Heights High School head coach Kerrick Arrington said he hasn’t taught Gracelynn Alvarez much of what has made her one of the Houston region’s top girls basketball players over the last few seasons.
“Everything she has, she had it when she got here – the only thing I ever really had to talk to her about was defense,” he said with a laugh.
What Alvarez has is a long list of accolades, thanks in part to a list of supporters that is even longer.
The 5-foot-7, sharpshooting point guard will play in the Texas Association of Basketball Coaches All-Star Game on May 13 and was a first-team all-District 18-6A selection this past season after leading the Lady Bulldogs to a 24-5 record and a regional quarterfinal playoff appearance. The Heights senior also was a TABC Class 6A all-state selection.
But those heights had humble beginnings.
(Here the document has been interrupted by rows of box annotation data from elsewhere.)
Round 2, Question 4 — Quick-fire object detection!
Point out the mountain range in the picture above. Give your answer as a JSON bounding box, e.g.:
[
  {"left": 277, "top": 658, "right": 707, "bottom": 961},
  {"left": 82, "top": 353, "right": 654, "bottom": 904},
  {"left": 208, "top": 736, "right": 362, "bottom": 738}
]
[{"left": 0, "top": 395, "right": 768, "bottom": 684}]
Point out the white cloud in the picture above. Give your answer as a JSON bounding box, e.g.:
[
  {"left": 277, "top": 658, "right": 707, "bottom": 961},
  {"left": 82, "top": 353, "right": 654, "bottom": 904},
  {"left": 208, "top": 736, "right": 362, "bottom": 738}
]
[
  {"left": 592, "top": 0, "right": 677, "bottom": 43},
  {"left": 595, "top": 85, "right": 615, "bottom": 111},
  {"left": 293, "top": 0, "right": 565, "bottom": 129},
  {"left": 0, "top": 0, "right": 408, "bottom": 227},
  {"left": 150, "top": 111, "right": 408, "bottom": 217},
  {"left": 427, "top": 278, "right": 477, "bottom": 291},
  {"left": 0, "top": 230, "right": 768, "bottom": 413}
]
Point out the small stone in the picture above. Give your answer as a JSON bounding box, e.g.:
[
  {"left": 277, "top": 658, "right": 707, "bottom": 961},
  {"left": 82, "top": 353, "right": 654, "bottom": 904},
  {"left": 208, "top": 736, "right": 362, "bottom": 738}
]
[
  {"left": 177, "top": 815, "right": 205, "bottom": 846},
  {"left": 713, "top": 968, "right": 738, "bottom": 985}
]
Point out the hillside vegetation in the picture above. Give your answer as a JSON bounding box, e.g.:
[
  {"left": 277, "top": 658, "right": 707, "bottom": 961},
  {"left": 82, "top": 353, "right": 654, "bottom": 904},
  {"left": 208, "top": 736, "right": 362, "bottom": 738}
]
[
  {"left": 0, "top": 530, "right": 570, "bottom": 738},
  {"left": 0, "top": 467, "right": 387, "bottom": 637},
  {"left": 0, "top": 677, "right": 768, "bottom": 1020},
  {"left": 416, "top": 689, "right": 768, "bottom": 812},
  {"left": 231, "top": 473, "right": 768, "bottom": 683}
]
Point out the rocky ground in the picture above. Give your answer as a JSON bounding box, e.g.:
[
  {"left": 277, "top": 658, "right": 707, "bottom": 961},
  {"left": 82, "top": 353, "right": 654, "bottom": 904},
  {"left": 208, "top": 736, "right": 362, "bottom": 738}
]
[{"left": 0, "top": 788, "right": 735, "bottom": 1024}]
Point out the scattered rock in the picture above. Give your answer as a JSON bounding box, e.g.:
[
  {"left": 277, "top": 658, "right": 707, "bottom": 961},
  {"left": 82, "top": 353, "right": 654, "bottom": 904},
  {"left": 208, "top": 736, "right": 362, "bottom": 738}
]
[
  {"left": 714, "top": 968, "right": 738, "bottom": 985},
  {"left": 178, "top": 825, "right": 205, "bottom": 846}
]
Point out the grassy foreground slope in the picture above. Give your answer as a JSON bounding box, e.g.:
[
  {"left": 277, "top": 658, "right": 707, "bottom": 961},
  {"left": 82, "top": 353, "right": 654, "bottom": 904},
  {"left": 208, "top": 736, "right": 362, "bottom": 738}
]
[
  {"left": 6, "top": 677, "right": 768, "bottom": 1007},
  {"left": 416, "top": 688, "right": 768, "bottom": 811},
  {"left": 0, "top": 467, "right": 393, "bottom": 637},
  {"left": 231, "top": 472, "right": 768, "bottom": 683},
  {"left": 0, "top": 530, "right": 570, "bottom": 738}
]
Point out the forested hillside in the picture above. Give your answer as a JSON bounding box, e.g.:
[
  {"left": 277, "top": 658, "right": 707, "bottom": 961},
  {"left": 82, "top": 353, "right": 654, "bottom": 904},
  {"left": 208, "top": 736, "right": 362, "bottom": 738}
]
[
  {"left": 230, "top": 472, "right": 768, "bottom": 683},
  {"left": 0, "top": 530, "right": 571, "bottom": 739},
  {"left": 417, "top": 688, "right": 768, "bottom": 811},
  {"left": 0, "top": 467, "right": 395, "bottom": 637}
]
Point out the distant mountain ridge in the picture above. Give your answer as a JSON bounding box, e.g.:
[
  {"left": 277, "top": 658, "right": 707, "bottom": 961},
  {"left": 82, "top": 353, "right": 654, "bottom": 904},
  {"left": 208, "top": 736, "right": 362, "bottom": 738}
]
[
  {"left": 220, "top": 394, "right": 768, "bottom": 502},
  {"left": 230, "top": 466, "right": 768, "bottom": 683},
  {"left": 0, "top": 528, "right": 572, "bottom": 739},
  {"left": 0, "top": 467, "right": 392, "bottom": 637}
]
Alvarez said she followed in the footsteps of older sisters Gabriela and Gabrielle, as well as her father, when she picked up a basketball almost as soon as she could walk.
And though the journey is not yet done, she said her father’s coaching and pickup basketball games with her sisters in the driveway began the process of pushing her to where she is.
“Growing up at my house, we were all competitive, so there were a lot of arguments on the court. It was definitely really competitive, but it builds character,” she said. “It really helped me mentally, too, because nobody’s ever going to be as tough on me as my family.”
Alvarez was also a finalist for the 2021 Anthony Fields Award, given to Greater Houston’s top girls basketball player. And older sister Gabriela, who played college basketball at the University of St. Thomas, said her little sister’s exploits aren’t surprising after watching her grow up with the game.
“Just knowing that she watched me play and that she wanted to be better than me – then seeing her accomplish those things – is really great because where we’re from, not a lot of girls are athletes, not a lot of Hispanic girls make it big,” Gabriela said. “Seeing her get all these awards and going Division I is amazing. It’s really a blessing for my family that she’s able to accomplish all these things.”
But in Gracelynn Alvarez’s mind, she didn’t reach this point alone. She said her family is a major factor in what she has accomplished so far, from her dad’s coaching to her sisters’ tutelage to her mom’s support from the stands.
Her head coach echoed the sentiment – noting that Alvarez essentially has had her own personal cheering section every night over the past four years at Heights – and said that support system helped turn Alvarez into the type of player and person that has been rare since he began at Heights in 2005.
“Having a kid that’s all about basketball, is fun to be around and enjoys their teammates like this is very hard to replace. Off the court, she’s a great kid, man,” Arrington said. “The most important thing for a kid to grow is to have that strong support system.”
The feeling was mutual for Alvarez, who was the leader of a team that reached the first two regional quarterfinals in program history.
“I love playing with these girls,” she said. “Just making history with the people that I love has been the best part.
Following that historic run at Heights over the last two seasons, Alvarez is heading to the University of Texas at El Paso to begin her college basketball career next fall. She also hopes to eventually play professionally overseas.
And through the entire basketball journey, she said she has leaned on Gabriela, especially as she prepares to move forward into uncharted waters of juggling college life and her pro aspirations.
“(Gabriela) has been the one helping me through this journey more than almost anyone. She knows how it’s going to be and the amount of work I’m going to have to put in,” she said. “She’s been my backbone in pushing me and keeping me going.”
Gabriela said she has been attempting to help her little sister navigate and prepare for the road ahead, but that the motivation behind her sister’s play is hers and hers alone.
In her mind, Gracelynn’s best is yet to come.
“I feel like her drive comes from the fact that she wants to make it out and make it easier for her family, because she knows our parents worked hard to give us the things they didn’t have,” Gabriela said. “Knowing that basketball can take her further than a lot of other things can is what really drives her.”
Ultimately, Gracelynn knows she’s playing for both her and her family, and that she wouldn’t be where she is without their support – or those driveway pickup games.
“Having that bond really means a lot. They’re tough on me because they want the best for me,” she said. “Everything they’ve done has been to help me get to the point I’m at.”